Five versions of a curvy “children’s slide” from the top (a) to bottom row (e) vary depending on the placement of embedded “balls”: a crossed-disparity version (A), an uncrossed-disparity version (B), an animated crossed-disparity version (Movie 1), and an uncrossed-disparity version (Movie 2).
In Figures 2a and 2c, closed surfaces are perceived. That is, volumes are perceived whose rim is defined by the outer contours of the object, and whose interpolated modally completing surface completes in a smooth or analog manner across the visible portion of the object. However, adding intervening semioccluded “balls” as in Figure 2b and 2d converts these closed surfaces, or volumes, into open surfaces that wrap around the balls. This leads to an atypical type of modal completion in Figure 2c: In Figure 2c, visible surface fragments complete with visible surface fragments, whereas in Figure 2d, visible surface fragments now complete with

Adding semioccluded balls transforms the closed surfaces of (a), shown in the top row, or (c), into the open surfaces of (b) or (d): a crossed-disparity version (A) and an uncrossed-disparity version (B).
In Figure 3a, a rather standard slanted square sheet completes in the style of Kanizsa.
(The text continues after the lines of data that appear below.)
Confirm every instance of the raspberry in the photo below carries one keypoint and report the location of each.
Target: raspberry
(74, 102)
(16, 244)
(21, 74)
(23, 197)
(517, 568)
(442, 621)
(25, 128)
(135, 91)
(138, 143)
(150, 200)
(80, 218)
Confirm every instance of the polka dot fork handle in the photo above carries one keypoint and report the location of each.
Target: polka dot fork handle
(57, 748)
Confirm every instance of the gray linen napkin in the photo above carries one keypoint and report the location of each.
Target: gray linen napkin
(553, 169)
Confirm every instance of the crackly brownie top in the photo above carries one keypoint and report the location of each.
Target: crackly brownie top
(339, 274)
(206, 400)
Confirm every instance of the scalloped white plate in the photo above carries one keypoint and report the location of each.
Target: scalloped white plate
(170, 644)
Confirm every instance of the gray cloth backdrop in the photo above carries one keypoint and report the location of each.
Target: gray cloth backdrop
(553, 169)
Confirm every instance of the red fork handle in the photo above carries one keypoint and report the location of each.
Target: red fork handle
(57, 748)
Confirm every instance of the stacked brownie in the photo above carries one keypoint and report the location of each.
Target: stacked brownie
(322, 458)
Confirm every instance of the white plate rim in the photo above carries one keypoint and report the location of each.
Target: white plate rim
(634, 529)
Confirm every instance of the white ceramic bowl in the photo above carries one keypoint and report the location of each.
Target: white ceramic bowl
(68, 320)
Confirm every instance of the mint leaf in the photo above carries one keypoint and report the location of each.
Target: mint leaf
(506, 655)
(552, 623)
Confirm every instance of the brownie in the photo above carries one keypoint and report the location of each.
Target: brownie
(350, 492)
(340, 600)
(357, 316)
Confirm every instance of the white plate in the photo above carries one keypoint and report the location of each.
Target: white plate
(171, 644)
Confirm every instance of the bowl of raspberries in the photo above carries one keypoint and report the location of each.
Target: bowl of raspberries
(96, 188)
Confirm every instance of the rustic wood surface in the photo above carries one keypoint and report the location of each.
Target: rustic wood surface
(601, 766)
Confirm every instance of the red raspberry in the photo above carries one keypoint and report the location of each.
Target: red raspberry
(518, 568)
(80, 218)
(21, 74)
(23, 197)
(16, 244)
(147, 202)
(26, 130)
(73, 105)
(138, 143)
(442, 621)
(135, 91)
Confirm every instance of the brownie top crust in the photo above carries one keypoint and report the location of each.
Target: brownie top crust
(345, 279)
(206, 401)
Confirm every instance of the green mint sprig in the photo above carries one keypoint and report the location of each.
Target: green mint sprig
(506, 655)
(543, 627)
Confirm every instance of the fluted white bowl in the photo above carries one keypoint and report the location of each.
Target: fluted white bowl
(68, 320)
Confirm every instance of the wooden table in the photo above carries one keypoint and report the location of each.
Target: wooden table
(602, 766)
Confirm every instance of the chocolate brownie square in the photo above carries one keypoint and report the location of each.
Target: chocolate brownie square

However, embedding an “egg” 1 as in Figure 3b and 3c bends the modally completing surface smoothly rather like pressing down into a rubber sheet or like common drawings that render the curvature of space–time around a celestial mass. In contrast, in Figure 3d, raising the same embedded object above that surface does not lead to the impression that the “egg” is pressing into a rubber sheet, but instead leads the modally completing surface to be pulled up toward that object, again in a manner that preserves analog smoothness or differentiability. In the past, I have argued (Tse, 1998) that objects tend to conform to their supporting surfaces, such as the ground plane, in light of an implicit assumption of surface attachment (Albert & Tse, 2000). But here, the supporting surface adheres to or conforms to the egg, as if it were a rubber sheet attached to the embedded egg and “pulled up” by it. This might follow from the implicit assumption of surface attachment because the alternate interpretation would be that a nonoccluded hemiegg is floating in the air. But this is an unlikely scenario because the contour curvature discontinuities of the lower portion of the egg in the image are strong cues that it is embedded in an occluder, volumetrically (Albert & Tse, 2000; Tse, 1998).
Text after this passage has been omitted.